For their religious meetings, the community met in various homes, until a small log house was built. This log house was built not only for worshipping, but also for the community's school and social hall.
On Feb. 27, 1855, Brigham Young gave this community the name of Bountiful, and the area began to bloom.
As the community of Bountiful grew, it was decided that a larger meetinghouse was needed. It was then that Apostle Lorenzo Snow dedicated the site where the Bountiful Tabernacle stands today.
According to historical records from a variety of sources, including journals, newspaper articles and LDS church archives, the actual groundbreaking took place on Feb. 11 and 12 in 1857.
Bishop John Stoker, along with Apostle Lorenzo Snow deemed the area a suitable place for the meetinghouse, and work began immediately.
In fact, the morning following the groundbreaking, the first rocks for the foundation were laid.
The people of Bountiful came together to begin the building's construction. Assignments were given out and progress was made.
Logs from nearby canyons were hauled onto the site. Much of the timber came from Holbrook Canyon in an area known as "Meetinghouse Hollow." Lime rock came from the Hot Springs area of North Salt Lake. Adobe bricks were used to create the three-foot thick walls.
It was not long after construction began that the town heard that Johnston's Army was coming.
The people were told to leave everything and go south.

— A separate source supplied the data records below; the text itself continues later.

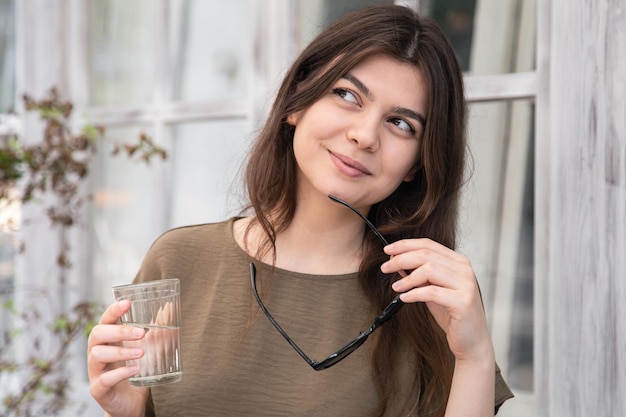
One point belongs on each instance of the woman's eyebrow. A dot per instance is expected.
(400, 110)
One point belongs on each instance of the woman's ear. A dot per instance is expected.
(292, 119)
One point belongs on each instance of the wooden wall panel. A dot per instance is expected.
(580, 272)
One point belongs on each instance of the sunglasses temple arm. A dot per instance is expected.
(274, 322)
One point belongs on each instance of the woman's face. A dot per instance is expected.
(360, 140)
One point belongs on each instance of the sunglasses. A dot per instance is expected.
(388, 312)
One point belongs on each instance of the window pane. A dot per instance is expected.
(214, 43)
(127, 212)
(490, 37)
(206, 162)
(497, 229)
(122, 54)
(7, 55)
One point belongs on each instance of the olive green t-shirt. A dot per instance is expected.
(235, 363)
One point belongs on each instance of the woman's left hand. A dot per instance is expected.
(446, 282)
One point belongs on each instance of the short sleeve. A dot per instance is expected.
(503, 392)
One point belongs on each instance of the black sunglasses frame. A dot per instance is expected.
(388, 312)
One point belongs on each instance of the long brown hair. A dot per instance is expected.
(424, 207)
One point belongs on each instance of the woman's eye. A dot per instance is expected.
(346, 94)
(402, 125)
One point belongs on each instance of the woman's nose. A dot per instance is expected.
(364, 131)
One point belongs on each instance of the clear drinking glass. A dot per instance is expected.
(155, 307)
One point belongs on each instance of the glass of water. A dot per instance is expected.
(155, 307)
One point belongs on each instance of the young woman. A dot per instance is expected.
(372, 113)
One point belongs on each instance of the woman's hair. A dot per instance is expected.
(424, 207)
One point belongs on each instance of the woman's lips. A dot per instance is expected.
(348, 165)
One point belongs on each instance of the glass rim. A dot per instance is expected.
(153, 283)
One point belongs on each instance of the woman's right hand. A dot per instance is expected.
(108, 374)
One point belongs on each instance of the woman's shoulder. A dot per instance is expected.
(190, 235)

Following this instruction, the people left, hiding the tabernacle's foundation with their storage wheat. No trace of the building could be seen. It wasn't until three months later that the people returned.

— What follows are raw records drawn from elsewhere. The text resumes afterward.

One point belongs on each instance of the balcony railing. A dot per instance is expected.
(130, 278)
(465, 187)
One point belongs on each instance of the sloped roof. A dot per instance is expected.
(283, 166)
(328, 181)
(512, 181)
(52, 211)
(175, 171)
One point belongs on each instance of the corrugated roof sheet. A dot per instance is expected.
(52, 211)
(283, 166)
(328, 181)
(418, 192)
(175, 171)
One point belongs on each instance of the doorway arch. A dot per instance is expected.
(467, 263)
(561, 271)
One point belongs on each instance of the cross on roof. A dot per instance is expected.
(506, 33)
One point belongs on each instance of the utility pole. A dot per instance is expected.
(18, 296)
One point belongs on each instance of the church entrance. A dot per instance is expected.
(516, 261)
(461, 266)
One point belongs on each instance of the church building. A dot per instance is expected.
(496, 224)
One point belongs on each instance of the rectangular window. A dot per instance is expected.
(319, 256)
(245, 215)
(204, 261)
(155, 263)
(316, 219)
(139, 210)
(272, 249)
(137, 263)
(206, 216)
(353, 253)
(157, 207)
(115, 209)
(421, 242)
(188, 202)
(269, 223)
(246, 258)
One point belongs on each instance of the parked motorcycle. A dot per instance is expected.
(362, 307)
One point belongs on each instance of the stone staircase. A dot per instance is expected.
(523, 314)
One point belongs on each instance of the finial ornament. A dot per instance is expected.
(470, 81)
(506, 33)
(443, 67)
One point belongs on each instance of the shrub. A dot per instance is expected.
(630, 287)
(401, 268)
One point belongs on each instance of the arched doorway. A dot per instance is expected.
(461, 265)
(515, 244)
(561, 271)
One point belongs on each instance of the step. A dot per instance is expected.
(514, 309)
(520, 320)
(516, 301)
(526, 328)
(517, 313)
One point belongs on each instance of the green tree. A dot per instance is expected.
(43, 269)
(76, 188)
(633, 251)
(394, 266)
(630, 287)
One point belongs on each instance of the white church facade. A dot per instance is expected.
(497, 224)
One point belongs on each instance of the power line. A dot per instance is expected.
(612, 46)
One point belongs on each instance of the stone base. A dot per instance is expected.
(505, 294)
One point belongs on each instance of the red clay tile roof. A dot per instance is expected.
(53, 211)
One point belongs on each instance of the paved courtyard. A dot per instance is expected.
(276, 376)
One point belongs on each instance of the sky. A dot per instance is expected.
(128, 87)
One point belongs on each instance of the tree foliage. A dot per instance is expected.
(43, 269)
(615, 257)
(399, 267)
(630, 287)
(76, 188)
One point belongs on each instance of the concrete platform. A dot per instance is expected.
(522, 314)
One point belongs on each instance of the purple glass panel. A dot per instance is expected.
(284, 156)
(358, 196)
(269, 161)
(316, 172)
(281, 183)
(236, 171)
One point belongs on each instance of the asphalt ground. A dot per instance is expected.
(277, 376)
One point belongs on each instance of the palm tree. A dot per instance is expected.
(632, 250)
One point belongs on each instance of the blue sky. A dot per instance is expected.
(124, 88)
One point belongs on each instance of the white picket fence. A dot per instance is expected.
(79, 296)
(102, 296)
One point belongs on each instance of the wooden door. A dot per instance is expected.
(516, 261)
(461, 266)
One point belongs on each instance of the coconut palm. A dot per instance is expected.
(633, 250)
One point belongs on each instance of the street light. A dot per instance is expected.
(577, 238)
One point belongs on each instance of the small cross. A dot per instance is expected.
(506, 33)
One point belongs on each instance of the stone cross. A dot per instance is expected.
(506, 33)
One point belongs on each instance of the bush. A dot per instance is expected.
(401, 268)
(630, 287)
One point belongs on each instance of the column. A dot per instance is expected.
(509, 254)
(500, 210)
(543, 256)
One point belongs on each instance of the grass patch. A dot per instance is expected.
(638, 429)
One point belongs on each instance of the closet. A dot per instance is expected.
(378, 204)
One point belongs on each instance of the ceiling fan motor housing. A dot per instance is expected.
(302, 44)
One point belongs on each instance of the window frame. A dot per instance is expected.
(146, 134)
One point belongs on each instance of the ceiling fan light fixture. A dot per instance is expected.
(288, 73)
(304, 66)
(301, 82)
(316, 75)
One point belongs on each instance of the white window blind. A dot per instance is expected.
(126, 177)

Construction continued with the help of many. Countless craftsmen throughout the community brought their trades. There were rock and brick masons, carpenters, plasterers and painters. Others brought their skills in hand carving, paneling and the design and fabrication of the winding stairways.
As construction came to an end, the building's final feature was the mural of the Prophet Joseph Smith, by a young artist Daniel Weggeland. Weggeland, a convert from Norway, was engaged by Brigham Young to execute this painting, which portrays the Prophet gazing out onto the promised land.

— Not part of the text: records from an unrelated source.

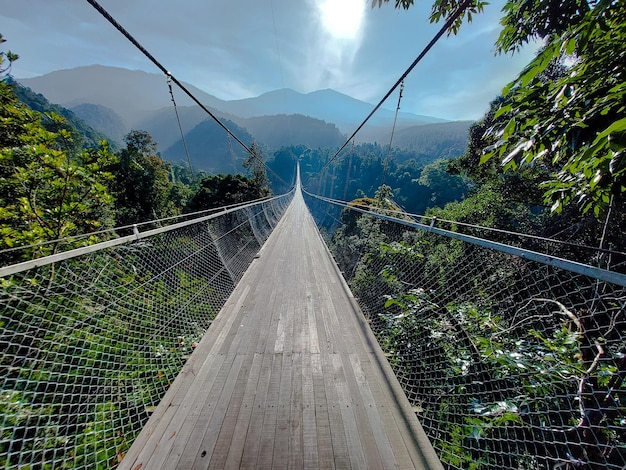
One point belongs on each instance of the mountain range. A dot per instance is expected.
(114, 101)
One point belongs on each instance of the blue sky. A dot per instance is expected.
(236, 49)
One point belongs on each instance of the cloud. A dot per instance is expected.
(240, 49)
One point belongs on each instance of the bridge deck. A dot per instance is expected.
(289, 375)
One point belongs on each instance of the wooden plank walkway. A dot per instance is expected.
(288, 375)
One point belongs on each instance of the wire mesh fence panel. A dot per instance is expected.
(90, 344)
(509, 362)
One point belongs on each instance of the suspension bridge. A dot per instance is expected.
(236, 340)
(233, 340)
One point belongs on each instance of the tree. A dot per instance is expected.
(142, 184)
(576, 122)
(254, 164)
(224, 190)
(49, 188)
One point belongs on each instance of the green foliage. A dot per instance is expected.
(255, 165)
(8, 56)
(444, 9)
(142, 182)
(223, 190)
(575, 122)
(49, 188)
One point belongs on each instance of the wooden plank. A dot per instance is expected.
(360, 384)
(287, 376)
(268, 434)
(356, 447)
(280, 457)
(309, 428)
(188, 410)
(252, 444)
(244, 420)
(295, 456)
(201, 417)
(328, 454)
(339, 445)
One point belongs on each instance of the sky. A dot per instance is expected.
(236, 49)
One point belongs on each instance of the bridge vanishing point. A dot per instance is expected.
(289, 375)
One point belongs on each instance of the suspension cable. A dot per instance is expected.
(232, 153)
(451, 19)
(180, 127)
(393, 129)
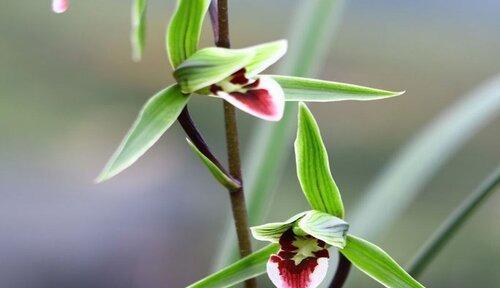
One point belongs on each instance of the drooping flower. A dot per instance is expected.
(302, 260)
(60, 6)
(229, 74)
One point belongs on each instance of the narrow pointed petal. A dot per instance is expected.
(272, 231)
(263, 99)
(60, 6)
(265, 55)
(302, 262)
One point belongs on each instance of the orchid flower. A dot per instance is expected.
(229, 74)
(232, 74)
(301, 246)
(304, 239)
(60, 6)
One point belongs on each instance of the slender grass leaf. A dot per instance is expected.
(312, 90)
(325, 227)
(452, 224)
(244, 269)
(218, 174)
(265, 55)
(138, 32)
(272, 231)
(421, 158)
(377, 264)
(157, 115)
(183, 32)
(312, 30)
(209, 66)
(313, 168)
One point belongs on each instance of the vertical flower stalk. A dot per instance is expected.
(238, 204)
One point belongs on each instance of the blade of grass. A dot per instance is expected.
(452, 224)
(312, 32)
(413, 167)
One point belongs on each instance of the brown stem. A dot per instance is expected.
(233, 149)
(342, 272)
(195, 136)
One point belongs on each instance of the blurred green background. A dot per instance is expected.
(69, 92)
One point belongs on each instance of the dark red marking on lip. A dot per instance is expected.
(292, 275)
(258, 100)
(253, 85)
(239, 77)
(214, 89)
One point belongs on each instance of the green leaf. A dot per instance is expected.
(244, 269)
(453, 223)
(184, 30)
(210, 65)
(157, 115)
(218, 174)
(312, 90)
(313, 168)
(138, 33)
(325, 227)
(377, 264)
(265, 55)
(272, 231)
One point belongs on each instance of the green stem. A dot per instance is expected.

The mural is now located in the Museum of Church History and Art of the Church of Jesus Christ of Latter-day Saints.
The tabernacle has aged with grace and beauty, and after 150 years of history has become a legacy of Bountiful.
On Sunday, the Bountiful Utah Stake celebrated the 150th anniversary with a special meeting, which was filled with stories and photographs of the historic groundbreaking event.
In June, the Bountiful Utah Stake will hold a reenactment of the tabernacle's beginning. All citizens are asked to come forward with stories, photographs and journals of the event.